I just looked at a set of data, and it's quite interesting. Since Ethereum shifted to PoS in 2022, ETH has fallen about 65% relative to BTC, directly exposing the once-popular ultrasound money narrative.



Let's review the logic back then. The 2021 EIP-1559 upgrade introduced a burn mechanism, and after the 2022 Merge, the new ETH issuance dropped significantly. Supporters believed this would make ETH more scarce than BTC. Theoretically, it sounded good—ETH's annual supply rate averaged around -0.19% after the burn mechanism was activated. But in reality, after the Merge, ETH's supply has actually been increasing at an annualized rate of 0.23%. Although lower than BTC's 0.85% inflation rate, this breaks the promise of deflation.

Where's the problem? ETH can only truly become deflationary if on-chain activity is high enough and the burn volume exceeds issuance. But now, that condition is weakening. Ethereum's average gas fee has dropped from about $0.45 last year to roughly $0.21 now, a decline of over 50%. Lower fees mean less ETH is burned. More critically, Ethereum's activity has migrated heavily to Layer 2 networks, with about 926 UOPS per day on L2, compared to only 22.36 on the mainnet. This is good for scalability but undermines the premise of ultrasound money.

Why is ETH being crushed by BTC? A key reason is investor trust in a fixed supply. BTC's 21 million cap, combined with a completely fixed issuance schedule, makes investors feel it’s predictable and stable. This resilience is unique among crypto assets. As one analyst put it, "Bitcoin has failed every adjustment, upgrade proposal, or attempt to change monetary policy because the majority of the economy clearly knows what they’re protecting." In contrast, Ethereum's supply policy is less certain now.

This is also evident in the ETF market. As of April, spot Bitcoin ETFs manage over $92 billion, while Ethereum ETFs only about $12 billion. This gap says it all.

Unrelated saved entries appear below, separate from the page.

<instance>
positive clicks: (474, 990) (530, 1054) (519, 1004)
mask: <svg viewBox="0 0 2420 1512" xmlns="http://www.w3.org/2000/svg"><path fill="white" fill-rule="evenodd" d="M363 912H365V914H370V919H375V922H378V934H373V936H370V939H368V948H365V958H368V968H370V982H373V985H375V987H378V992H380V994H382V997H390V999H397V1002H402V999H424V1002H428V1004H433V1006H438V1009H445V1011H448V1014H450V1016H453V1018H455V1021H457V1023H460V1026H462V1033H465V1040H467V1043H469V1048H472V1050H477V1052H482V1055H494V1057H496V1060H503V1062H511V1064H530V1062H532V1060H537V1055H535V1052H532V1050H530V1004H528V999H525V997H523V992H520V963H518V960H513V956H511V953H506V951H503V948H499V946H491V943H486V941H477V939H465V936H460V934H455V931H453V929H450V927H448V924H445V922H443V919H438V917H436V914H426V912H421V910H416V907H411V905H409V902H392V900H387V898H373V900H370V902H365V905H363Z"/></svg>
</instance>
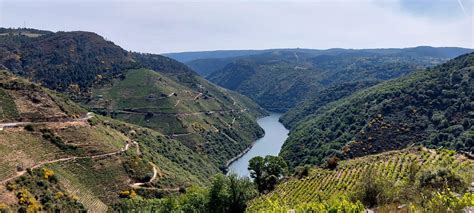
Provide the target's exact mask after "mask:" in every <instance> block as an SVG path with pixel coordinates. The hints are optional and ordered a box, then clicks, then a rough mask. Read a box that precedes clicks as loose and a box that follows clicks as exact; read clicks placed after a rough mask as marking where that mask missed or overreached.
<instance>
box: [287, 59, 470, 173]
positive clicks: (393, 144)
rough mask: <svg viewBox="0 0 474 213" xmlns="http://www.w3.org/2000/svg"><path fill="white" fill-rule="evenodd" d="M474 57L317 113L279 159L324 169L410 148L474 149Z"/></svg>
mask: <svg viewBox="0 0 474 213" xmlns="http://www.w3.org/2000/svg"><path fill="white" fill-rule="evenodd" d="M473 64H474V54H468V55H464V56H460V57H458V58H456V59H453V60H451V61H449V62H447V63H445V64H443V65H440V66H438V67H435V68H430V69H427V70H423V71H419V72H415V73H413V74H411V75H408V76H406V77H403V78H400V79H396V80H392V81H388V82H384V83H381V84H378V85H376V86H373V87H370V88H368V89H365V90H362V91H360V92H357V93H355V94H353V95H351V96H349V97H346V98H342V99H339V100H337V101H334V102H331V103H329V104H327V105H325V106H324V107H322V108H320V109H317V111H316V113H315V114H314V115H313V116H309V117H307V118H306V119H305V120H304V121H303V122H300V123H299V124H298V125H297V126H296V127H295V128H294V129H293V130H292V131H291V132H290V136H289V138H288V140H287V141H286V142H285V144H284V145H283V147H282V151H281V153H280V155H281V156H282V157H284V158H285V160H287V161H288V162H289V165H290V167H292V168H294V167H296V166H298V165H304V164H316V165H321V164H323V163H324V162H325V159H326V158H328V157H330V156H336V157H339V158H352V157H358V156H364V155H367V154H371V153H379V152H383V151H387V150H395V149H400V148H404V147H406V146H408V145H410V144H422V145H424V146H427V147H447V148H450V149H455V150H460V151H472V150H473V149H474V146H473V144H472V140H470V136H472V135H473V133H472V131H473V130H472V123H471V120H472V118H471V116H470V112H471V111H472V110H473V109H474V108H472V106H471V104H470V103H471V102H472V95H473V91H474V86H473V85H474V78H473V74H472V73H473V72H474V68H473Z"/></svg>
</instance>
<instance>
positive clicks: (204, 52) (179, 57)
mask: <svg viewBox="0 0 474 213" xmlns="http://www.w3.org/2000/svg"><path fill="white" fill-rule="evenodd" d="M269 51H271V50H215V51H196V52H181V53H165V54H163V55H164V56H167V57H170V58H172V59H175V60H177V61H180V62H183V63H186V62H189V61H193V60H198V59H205V58H214V59H219V58H230V57H238V56H248V55H256V54H260V53H264V52H269Z"/></svg>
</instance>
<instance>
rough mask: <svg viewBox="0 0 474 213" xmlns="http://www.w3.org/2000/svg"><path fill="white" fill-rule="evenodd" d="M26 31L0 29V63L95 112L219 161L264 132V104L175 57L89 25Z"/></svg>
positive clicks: (13, 72) (219, 165) (255, 138)
mask: <svg viewBox="0 0 474 213" xmlns="http://www.w3.org/2000/svg"><path fill="white" fill-rule="evenodd" d="M4 30H8V29H4ZM30 31H31V32H37V35H38V36H34V37H32V36H27V35H30V34H31V33H30V34H27V33H24V32H23V34H21V33H15V32H16V30H10V33H6V34H3V35H2V36H0V64H2V65H3V66H4V67H6V68H8V70H9V71H11V72H12V73H14V74H17V75H20V76H23V77H26V78H29V79H31V80H32V81H34V82H38V83H41V85H43V86H45V87H47V88H50V89H53V90H56V91H59V92H63V93H65V94H67V95H68V96H69V97H71V98H73V100H75V101H76V102H79V103H81V105H82V106H84V107H86V108H88V109H90V110H92V111H94V112H96V113H99V114H102V115H107V116H111V117H114V118H116V119H119V120H122V121H125V122H129V123H133V124H137V125H140V126H143V127H148V128H152V129H154V130H157V131H159V132H161V133H163V134H164V135H166V136H167V137H168V138H173V139H176V140H178V141H180V142H181V143H182V144H184V145H185V146H187V147H188V148H190V149H192V150H193V151H195V152H197V153H199V154H202V155H203V156H205V157H206V158H209V159H210V160H211V161H212V162H213V164H214V165H215V166H218V167H219V166H221V167H224V166H225V165H226V164H227V161H228V160H229V159H231V158H233V157H234V156H236V155H238V154H239V153H240V152H241V151H243V150H245V149H246V148H247V147H248V146H250V144H251V143H252V142H253V141H254V140H255V139H257V138H259V137H261V136H262V135H263V130H262V129H261V128H260V127H259V126H258V125H257V123H256V121H255V118H256V117H259V116H262V115H264V114H265V113H266V112H265V110H263V109H261V108H260V107H259V106H258V105H256V104H255V103H254V102H253V101H251V100H250V99H248V98H246V97H243V96H241V95H239V94H236V93H235V92H231V91H228V90H226V89H223V88H219V87H216V86H215V85H213V84H211V83H209V82H208V81H207V80H205V79H203V78H201V77H199V76H198V75H197V74H196V73H195V72H194V71H192V70H190V69H189V68H188V67H187V66H186V65H184V64H182V63H179V62H177V61H175V60H173V59H170V58H167V57H164V56H160V55H153V54H141V53H132V52H128V51H125V50H123V49H122V48H120V47H119V46H117V45H115V44H114V43H112V42H110V41H106V40H105V39H104V38H102V37H101V36H99V35H97V34H95V33H90V32H81V31H77V32H57V33H53V32H47V31H37V30H30ZM35 35H36V34H35Z"/></svg>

ETH's performance in USD also hasn't been impressive. From 2021 to now, ETH has only just surpassed its previous high of $4,800, and now hovers around $2.23k, without a real breakout. In comparison, BTC doubled from its 2021 high to reach new highs in 2025. Over five years, ETH's performance has been so mediocre that reducing issuance alone isn't enough; real demand is needed to support the price.

Another pressure comes from continuous selling by Vitalik and the Ethereum Foundation. Some research institutions openly express bearish views on ETH because of this, reinforcing a market perception: insiders are distributing at high levels rather than holding long-term. This sentiment damage may explain better than any technical factor why the ultrasound money narrative ultimately failed to save ETH's price performance.